Not that it mattered all that much. The music produced by the trio was not noticeably different from the kinds of pieces performed in their electric outings. It is music based upon repetitious vamping, group interplay, extended soloing, and compositions driven by contrasting sections, rather than by melody and harmony.
Did it work? For the capacity audience the answer was a rousing “yes.†Leaping to its feet, cheering solo after solo, the noisy, constantly whistling crowd seemed in sync with every note. Each of the musicians--Clarke and Ponty, especially--responded with showboating techniques, reiterating phrases over and over to stimulate more reaction.

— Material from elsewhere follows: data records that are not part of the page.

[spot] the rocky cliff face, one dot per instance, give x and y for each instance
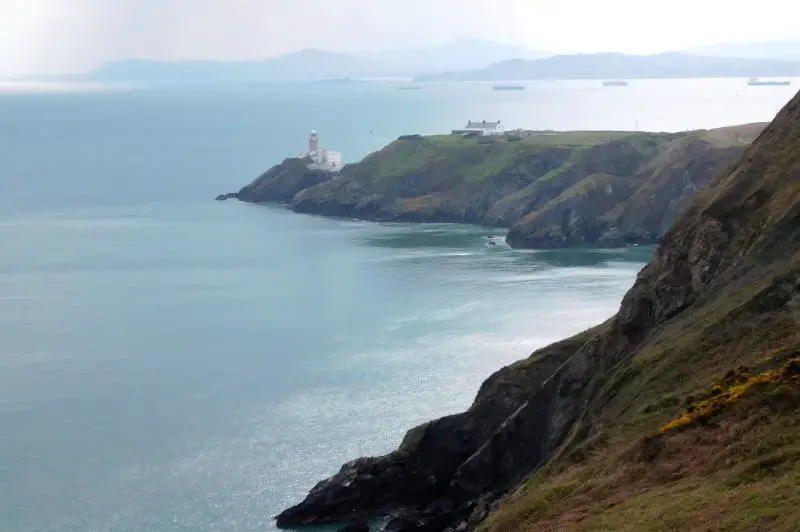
(570, 437)
(552, 190)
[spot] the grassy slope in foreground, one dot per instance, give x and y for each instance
(553, 189)
(679, 413)
(698, 427)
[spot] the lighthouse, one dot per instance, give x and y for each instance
(313, 142)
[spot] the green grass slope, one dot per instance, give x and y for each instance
(524, 182)
(691, 419)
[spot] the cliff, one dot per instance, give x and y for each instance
(551, 189)
(611, 65)
(678, 413)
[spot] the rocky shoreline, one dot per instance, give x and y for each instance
(586, 425)
(554, 190)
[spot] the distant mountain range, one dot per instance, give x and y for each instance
(616, 65)
(785, 50)
(312, 64)
(461, 60)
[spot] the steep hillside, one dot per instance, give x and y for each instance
(552, 189)
(679, 413)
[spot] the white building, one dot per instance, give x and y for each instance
(482, 128)
(322, 158)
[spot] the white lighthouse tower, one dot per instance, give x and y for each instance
(313, 142)
(321, 158)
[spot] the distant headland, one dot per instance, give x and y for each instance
(550, 189)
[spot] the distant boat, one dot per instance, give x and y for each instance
(755, 82)
(509, 87)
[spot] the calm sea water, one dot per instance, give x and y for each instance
(172, 363)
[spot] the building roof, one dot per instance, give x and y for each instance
(482, 125)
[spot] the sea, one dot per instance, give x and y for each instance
(172, 363)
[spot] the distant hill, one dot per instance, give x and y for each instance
(784, 50)
(305, 65)
(311, 65)
(617, 65)
(460, 54)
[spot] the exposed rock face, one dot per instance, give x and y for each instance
(732, 259)
(552, 191)
(280, 183)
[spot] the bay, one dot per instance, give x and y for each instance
(173, 363)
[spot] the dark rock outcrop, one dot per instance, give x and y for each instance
(731, 260)
(280, 183)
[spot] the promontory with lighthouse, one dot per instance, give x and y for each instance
(550, 189)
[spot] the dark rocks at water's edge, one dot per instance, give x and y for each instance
(446, 470)
(690, 315)
(357, 525)
(551, 191)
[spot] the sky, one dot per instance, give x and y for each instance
(61, 36)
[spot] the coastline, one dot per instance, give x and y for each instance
(548, 189)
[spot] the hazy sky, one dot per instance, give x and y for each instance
(48, 36)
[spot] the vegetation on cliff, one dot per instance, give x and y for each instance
(551, 189)
(679, 413)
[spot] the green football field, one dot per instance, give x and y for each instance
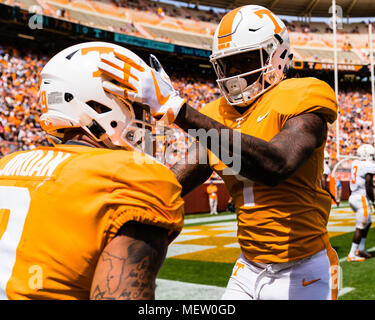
(200, 261)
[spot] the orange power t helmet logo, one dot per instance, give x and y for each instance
(100, 50)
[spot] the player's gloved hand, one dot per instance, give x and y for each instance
(140, 83)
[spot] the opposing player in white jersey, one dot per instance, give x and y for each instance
(362, 195)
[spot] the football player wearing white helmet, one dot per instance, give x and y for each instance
(282, 210)
(361, 200)
(85, 219)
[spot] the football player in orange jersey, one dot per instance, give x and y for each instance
(91, 217)
(282, 210)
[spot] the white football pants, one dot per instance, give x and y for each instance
(362, 208)
(313, 278)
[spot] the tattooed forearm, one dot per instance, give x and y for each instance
(128, 267)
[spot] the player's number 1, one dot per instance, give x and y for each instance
(14, 206)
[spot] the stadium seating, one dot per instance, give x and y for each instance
(19, 128)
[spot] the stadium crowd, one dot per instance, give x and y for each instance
(19, 107)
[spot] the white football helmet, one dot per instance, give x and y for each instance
(366, 151)
(72, 96)
(250, 53)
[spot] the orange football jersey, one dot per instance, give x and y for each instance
(286, 222)
(60, 207)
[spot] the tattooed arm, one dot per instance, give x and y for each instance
(267, 163)
(129, 264)
(195, 172)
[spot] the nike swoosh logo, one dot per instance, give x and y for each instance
(161, 99)
(307, 283)
(261, 118)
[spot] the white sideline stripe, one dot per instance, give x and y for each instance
(229, 234)
(340, 229)
(344, 258)
(177, 290)
(209, 219)
(233, 245)
(187, 237)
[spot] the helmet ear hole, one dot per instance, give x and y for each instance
(98, 107)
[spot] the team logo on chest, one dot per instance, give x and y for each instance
(239, 120)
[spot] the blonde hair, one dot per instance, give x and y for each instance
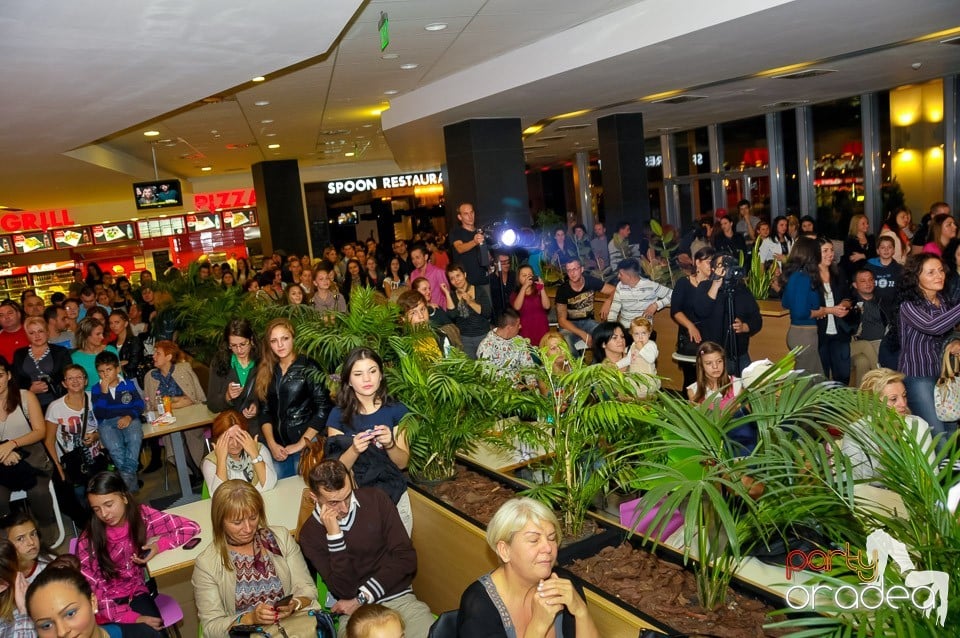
(232, 499)
(366, 617)
(641, 322)
(514, 516)
(268, 360)
(876, 380)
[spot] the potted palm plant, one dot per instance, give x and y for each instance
(925, 526)
(454, 404)
(583, 419)
(734, 502)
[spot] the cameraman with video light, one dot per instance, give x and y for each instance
(726, 311)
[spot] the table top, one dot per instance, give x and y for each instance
(192, 416)
(282, 505)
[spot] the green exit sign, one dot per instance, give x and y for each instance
(384, 27)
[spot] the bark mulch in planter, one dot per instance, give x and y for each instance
(664, 590)
(479, 497)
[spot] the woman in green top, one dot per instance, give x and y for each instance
(90, 342)
(231, 384)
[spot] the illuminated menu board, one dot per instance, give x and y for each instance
(165, 227)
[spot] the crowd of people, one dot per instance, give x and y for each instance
(79, 372)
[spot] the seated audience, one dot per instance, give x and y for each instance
(14, 621)
(23, 465)
(119, 540)
(356, 541)
(523, 596)
(610, 345)
(237, 455)
(39, 366)
(362, 430)
(33, 554)
(90, 343)
(233, 373)
(506, 351)
(117, 405)
(375, 621)
(249, 567)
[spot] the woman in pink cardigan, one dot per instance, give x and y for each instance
(119, 540)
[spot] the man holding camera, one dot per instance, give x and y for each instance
(470, 248)
(727, 313)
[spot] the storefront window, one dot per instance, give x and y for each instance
(745, 144)
(693, 152)
(838, 178)
(916, 148)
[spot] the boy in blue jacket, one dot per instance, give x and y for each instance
(117, 404)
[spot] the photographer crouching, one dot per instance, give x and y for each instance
(726, 311)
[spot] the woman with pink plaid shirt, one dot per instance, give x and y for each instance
(120, 539)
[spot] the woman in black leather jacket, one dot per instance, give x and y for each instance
(293, 392)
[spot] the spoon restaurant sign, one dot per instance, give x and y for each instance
(366, 184)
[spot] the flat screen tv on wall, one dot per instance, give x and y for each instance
(161, 194)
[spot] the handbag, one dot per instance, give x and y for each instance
(79, 464)
(946, 394)
(306, 623)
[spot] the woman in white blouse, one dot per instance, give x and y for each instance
(237, 455)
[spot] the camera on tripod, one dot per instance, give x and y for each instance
(733, 270)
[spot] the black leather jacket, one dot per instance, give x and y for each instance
(297, 400)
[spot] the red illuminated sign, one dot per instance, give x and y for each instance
(239, 198)
(35, 220)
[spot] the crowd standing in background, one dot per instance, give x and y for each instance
(79, 371)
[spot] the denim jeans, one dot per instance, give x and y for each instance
(124, 447)
(920, 401)
(287, 467)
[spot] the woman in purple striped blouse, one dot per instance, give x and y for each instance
(926, 317)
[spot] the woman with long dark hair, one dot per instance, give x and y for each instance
(610, 344)
(926, 317)
(233, 373)
(129, 348)
(800, 279)
(119, 540)
(362, 430)
(292, 388)
(22, 426)
(895, 224)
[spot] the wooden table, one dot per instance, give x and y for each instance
(193, 416)
(282, 505)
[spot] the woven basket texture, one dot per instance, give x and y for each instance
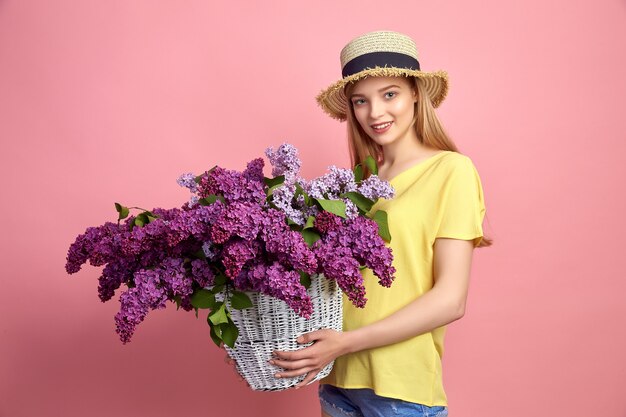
(270, 324)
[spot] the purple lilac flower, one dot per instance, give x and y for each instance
(283, 197)
(339, 264)
(326, 222)
(331, 184)
(254, 170)
(209, 250)
(188, 181)
(241, 219)
(370, 249)
(153, 287)
(237, 253)
(289, 246)
(113, 275)
(274, 280)
(202, 272)
(135, 303)
(232, 185)
(374, 188)
(284, 161)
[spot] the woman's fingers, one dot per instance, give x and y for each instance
(297, 372)
(311, 375)
(291, 364)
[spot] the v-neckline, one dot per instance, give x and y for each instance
(412, 167)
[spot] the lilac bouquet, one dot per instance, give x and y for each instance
(241, 232)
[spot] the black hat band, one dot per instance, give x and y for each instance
(379, 59)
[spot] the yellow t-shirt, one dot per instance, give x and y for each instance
(439, 197)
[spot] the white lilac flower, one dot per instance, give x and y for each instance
(188, 181)
(284, 161)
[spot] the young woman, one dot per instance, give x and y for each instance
(388, 358)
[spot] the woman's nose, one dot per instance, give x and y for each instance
(376, 109)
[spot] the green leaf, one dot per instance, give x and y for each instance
(271, 182)
(361, 202)
(380, 217)
(337, 207)
(240, 300)
(300, 191)
(371, 164)
(219, 316)
(217, 338)
(305, 279)
(310, 236)
(203, 298)
(230, 332)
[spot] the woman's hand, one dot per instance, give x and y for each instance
(328, 345)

From a musical point of view, however, the concert left a great deal to be desired. Missing too often, despite the virtuosic displays of the players, was emotion, imagination and a sense of rhythmic urgency. And, as the audience-pleasing maneuvers increased, whatever creative qualities were present diminished rapidly. By the close of the Rite of Strings’ program, only Di Meola appeared to still be in touch with the essentials of good jazz.
Most of the concert’s musically appealing moments were provided by Tuck & Patti, the opening act. Often identified as a pop artist, Patti Cathcart sounded a lot more like a potentially first-rate jazz singer. And if the guitar work of Tuck Andress was stylistically undefinable, he demonstrated the jazz player’s ability to swing past the notes and into the music.